Sensoriamento remoto no Semear Digital: tecnologia que aproxima os satélites das propriedades rurais

Por trás de uma simples imagem de satélite, há uma poderosa cadeia de dados, algoritmos e inteligência que vem transformando a gestão agrícola no Brasil. Essa transformação é o que move o trabalho do grupo de Sensoriamento Remoto do Projeto Semear Digital.

A frente de sensoriamento remoto do Semear Digital tem como missão gerar dados, produtos e soluções baseadas em geotecnologias, oferecendo suporte técnico, científico e prático tanto para produtores quanto para gestores públicos.

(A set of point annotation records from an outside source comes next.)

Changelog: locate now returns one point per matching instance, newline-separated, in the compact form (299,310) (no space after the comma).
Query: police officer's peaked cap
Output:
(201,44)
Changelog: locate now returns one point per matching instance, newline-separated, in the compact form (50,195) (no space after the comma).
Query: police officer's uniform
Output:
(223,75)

E faz isso de forma multiescalar e multifonte, combinando dados de satélites, de drones e de campo, integrada com a frente de inteligência artificial. Juntos, sensoriamento remoto e inteligência artificial compõem o Eixo 3 do projeto.

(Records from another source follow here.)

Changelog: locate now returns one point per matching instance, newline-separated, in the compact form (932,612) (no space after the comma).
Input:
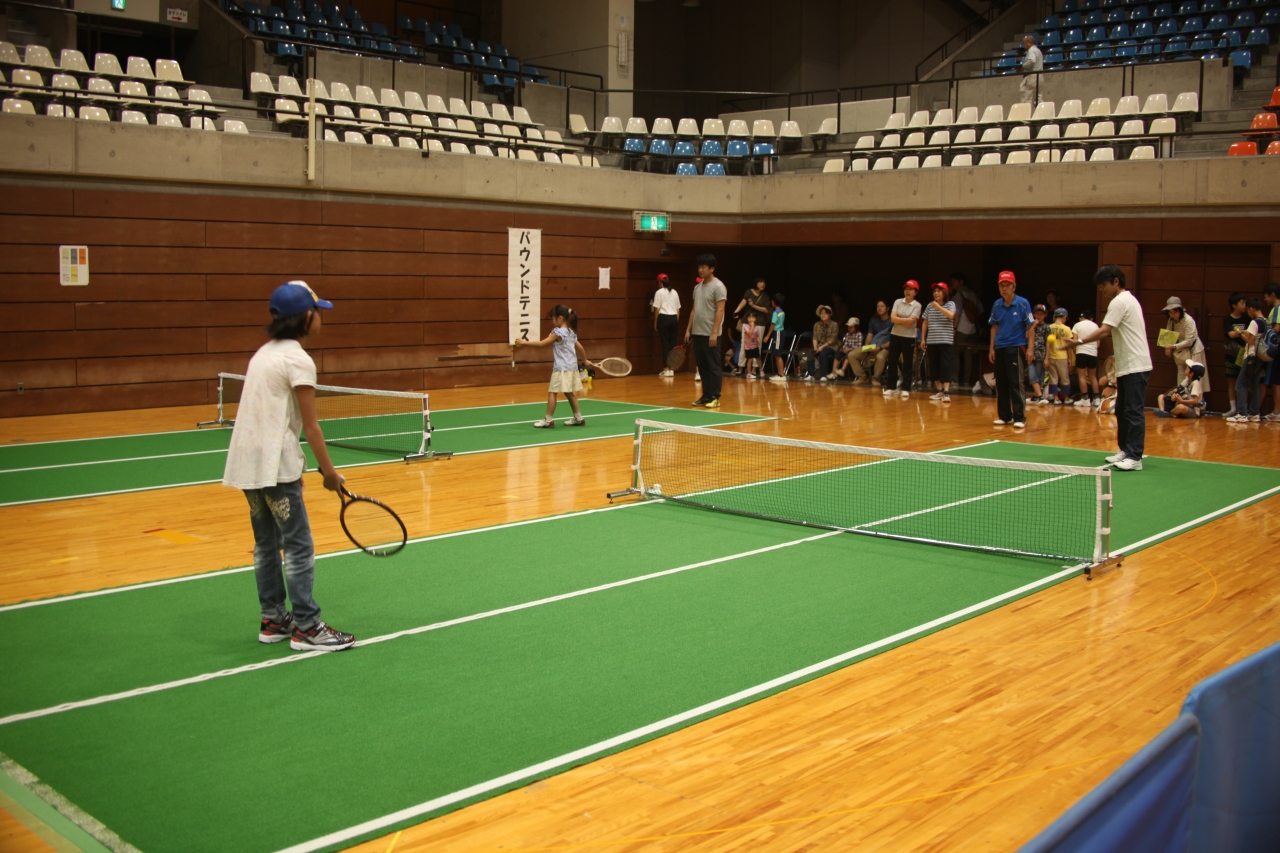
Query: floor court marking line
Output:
(407,632)
(658,726)
(197,429)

“O nosso grande desafio é transformar dados complexos em informações úteis, que ajudem desde o produtor rural a tomar decisões no dia a dia até os gestores municipais e estaduais a planejarem políticas públicas”, explica Édson Bolfe,  pesquisador da Embrapa Agricultura Digital, coordenador da frente de sensoriamento remoto no Semear Digital.

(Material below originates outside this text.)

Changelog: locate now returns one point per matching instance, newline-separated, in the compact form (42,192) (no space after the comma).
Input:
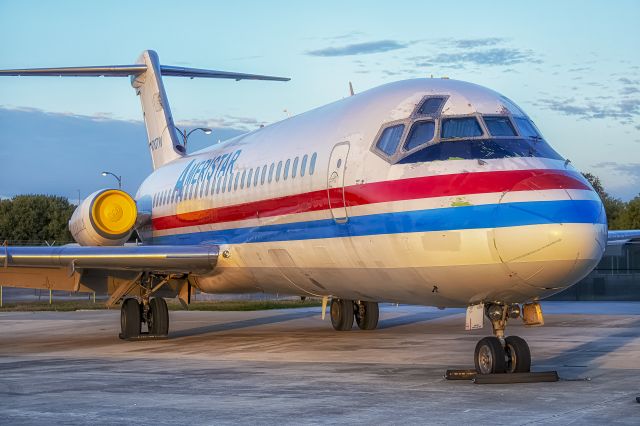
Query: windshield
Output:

O time de pesquisadores desta linha de pesquisa,  conta com os pesquisadores do IAC, Unicamp, e outros Centros da Embrapa (Meio Ambiente, Pecuária Sudeste, Cerrados, Amazônia Oriental, Uva e Vinho, e Roraima). Além destes, a frente de sensoriamento remoto está formando  alunos de iniciação científica, mestrandos, doutorandos e de pós-doutorando, totalizando aproximadamente 20 pessoas.

De onde vêm os dados?

O sensoriamento remoto aplicado no Semear Digital combina diferentes fontes de dados para compor um quadro mais completo possível. O time utiliza imagens de satélites como Sentinel 1 e 2, Landsat 8 e 9, Planet e RapidEye, além de imagens de drones, dados censitários e dados coletados diretamente no campo.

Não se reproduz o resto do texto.